Introduction to Systems Thinking - D. Kim
Multi-levels of perspective (iceberg/pyramid, top to bottom), like an iceberg, we only see the tip!:
Events: day-to-day occurences
Patterns: Accumulated memories of events –> trends!
Systemic structures: the ways in which the parts of a system are organized.
–> redesigning things at the systemic level that offers us far more leverage to shape our future than sim-ply reacting to events does.
Also useful:
Mental Models: beliefs and assumptions or systemic structure generators
Vision: what we want for the future, the guiding force that determines what mental models we hold as important when pursuing our goals.
What do Systems do?
Introduction to Systems Thinking - D. Kim
–> Causal loop diagrams & behavior over time graphs = ST tools
Feedback loops:
- How do the consequences of my actions feed back to affect the system?
- How we describe actions affects the actions we take i.e. understanding interrelationships, feedback loops…
–>Reinforcing processes:
Arise from positive feedback, successive changes add to the previous changes and keep the change going in the same direction.

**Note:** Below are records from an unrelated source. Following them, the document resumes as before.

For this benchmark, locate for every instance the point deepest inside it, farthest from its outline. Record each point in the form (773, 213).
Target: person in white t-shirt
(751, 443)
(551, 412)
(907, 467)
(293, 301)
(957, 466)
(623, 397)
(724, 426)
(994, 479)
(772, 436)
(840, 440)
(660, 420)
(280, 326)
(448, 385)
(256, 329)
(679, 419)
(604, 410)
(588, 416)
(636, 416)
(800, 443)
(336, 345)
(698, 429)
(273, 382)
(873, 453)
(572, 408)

Growth & collapse, rising or falling time graph, virtuous or vicious circles
eg. popularity of music
–> Balancing processes:
They resist change in one direction by producing change in the opposite direction, which negates the previous effects. There is always an inherent goal in a balancing process, and what “drives” a balancing loop is the gap between the goal (the desired level) and the actual level. Balancing processes always try to bring conditions into some state of equilibrium. They are everywhere, keep the status quo, more discrete than RFs, negative feedback, oscillating time graph; stabilizing (correcting for change) or stagnating (growing ever slower to an asymptote), return to equilibrium state
eg. body temperature
Systems thinking as a complement for analytical thinking…
Introduction to Systems Thinking - D. Kim
- Understanding how systems work—and how we play a role in them—lets us function more effectively and proactively within them.
- The more we understand systemic behavior, the more we can anticipate that behavior and work with systems (rather than being controlled by them) to shape the quality of our lives.
- uncovering hidden assumptions
Systems thinking - delays
Introduction to Systems Thinking - D. Kim
Delays:
- physical (eg. transport)
- transactional (eg. phone call)
- informational (eg. miscommunication)
- perceptual (eg. no shift in perception because of deeply engrained assumptions)
–> they can make a system’s behavior unpredictable and confound our efforts to produce the results
–> The amount of delay has a significant impact on whether it will be a virtuous or vicious cycle.
–> Such is the nature of complex systems and the world of circular feedback loops: Once a loop gets going, it’s hard to tell what is driving what. So important to have indicators & measures of delays.